What we get in the end is a list containing three [0, 0, 0, 0] lists.

Since this was a simple case we directly created the list [0, 0, 0, 0], and initialised it with all 0's. However, sometimes this is inefficient, or completely impossible, if done manually. An example follows.

We want to create a 5 x 30 matrix initialised with all 0's.

Now creating a list of 30 0's is not feasible if done manually. Rather, this has to be done using another comprehension.

First try to come up with a solution to this yourself and then move on to our explanation.

We need 5 rows in the matrix, likewise the for clause in the main comprehension runs (from 0) upto 5. Then for each row, we need 30 columns; likewise we use a comprehension that creates a list of 30 items.

To sum it all up, this is what we get:

[[0 for j in range(30)] for i in range(5)]
[[0, 0, 0, 0, 0, 0, 0, 0, 0, 0, 0, 0, 0, 0, 0, 0, 0, 0, 0, 0, 0, 0, 0, 0, 0, 0, 0, 0, 0, 0], [0, 0, 0, 0, 0, 0, 0, 0, 0, 0, 0, 0, 0, 0, 0, 0, 0, 0, 0, 0, 0, 0, 0, 0, 0, 0, 0, 0, 0, 0], [0, 0, 0, 0, 0, 0, 0, 0, 0, 0, 0, 0, 0, 0, 0, 0, 0, 0, 0, 0, 0, 0, 0, 0, 0, 0, 0, 0, 0, 0], [0, 0, 0, 0, 0, 0, 0, 0, 0, 0, 0, 0, 0, 0, 0, 0, 0, 0, 0, 0, 0, 0, 0, 0, 0, 0, 0, 0, 0, 0], [0, 0, 0, 0, 0, 0, 0, 0, 0, 0, 0, 0, 0, 0, 0, 0, 0, 0, 0, 0, 0, 0, 0, 0, 0, 0, 0, 0, 0, 0]]
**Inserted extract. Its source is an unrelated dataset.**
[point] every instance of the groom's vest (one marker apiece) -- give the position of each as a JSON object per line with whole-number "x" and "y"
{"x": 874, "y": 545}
In each iteration, the expression [0 for j in range(30)] is evaluated and put into the main list. As we know, this expression returns a list of 30 elements, all 0; likewise, in each iteration this list is added to the main list.

In the end, we get a list of 5 elements, each of which is itself a list containing 30 elements, all 0. This is a 5 x 30 matrix.